Le roi rêveur contemple la sorcière :
« Tu as pensé à tout !
— J'ai pensé à sauver mes enfants. Badou, Leki et Mosi ont développé une langue, tu pourras toi aussi la comprendre finement. Le mystère de vos échanges entre toi et le sorcier blanc renforcera encore ton pouvoir. Et enfin, pendant que tu décidais si tu deviendrais ou non un roi juste, j'ai fait venir un griot pour Leki, il mémorise avec elle et pour elle les connaissances que je leur transmets. Si tu veux bien qu'il soit adopté dans le village comme son seul percepteur. Cela servirait tes intérêts et les siens.
— Et les tiens !
— Non Mongo, mon temps est terminé. Il ne sera plus jamais question de moi.
— Je suis tout a fait désolé de l'apprendre.
— En souvenir de moi, j'ai une dernière chose à te demander, prend soin de Vuvu et de ses enfants, ils sont la famille de Leki. »

*

Le Bwiti est décidé pour la pleine lune suivante.
Toubou refuse de se laisser emporter par le chagrin lorsqu'elle annonce son départ à tous ses proches.
« Pourquoi pleurez-vous ? Personne ne peut continuer sa vie au-delà du temps accordé par Njambi et j'ai fort bien occupé le mien pour que croissent le monde des hommes et celui des abeilles. Je deviendrai un Ancêtre puissant, je serai dans chacun de vos pas et je battrai vos derrières chaque fois que vous agirez mal ! Je vous aime tous, je serai tout près dans le monde-demi. Leki ma petite abeille, tu es mon seul regret parce que tu es bien jeune et que tu aurais besoin de ta mama encore quelques années, mais je t'ai trouvé plein d'amour pour habiller ton cœur, et le dernier, Coucoubi est un homme avisé et tendre, tu as remarqué cela Vuvu ? »

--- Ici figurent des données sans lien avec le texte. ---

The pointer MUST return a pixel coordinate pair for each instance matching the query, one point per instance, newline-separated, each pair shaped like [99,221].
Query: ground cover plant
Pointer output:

Au milieu de ses larmes, la jeune femme rougit violemment et le griot sourit.
Leki comprend que le départ de sa mama est proche et surtout elle réalise qu'il est définitif.

« Viens, mon petit caudis blanc, je vais te verser dans le cœur et dans l'âme tout l'amour que j'ai en moi pour te le donner. Tu auras de grands pouvoirs, tu me verras dans tes rêves et dans le monde-demi. Le roi est mon ami, il veillera sur toi, il me l'a promis. Ton père-frère et Vuvu et tous ses enfants et tes abeilles ma fille, tous t'aiment et veilleront sur toi.
— Oui, je sais tout ça, mais mama c'est toi que j'aime le plus. »

Toutes les douceurs n'y changeront rien, l'absence, pour une petite fille, c'est se sentir nue et seule dans un monde devenu froid et hostile.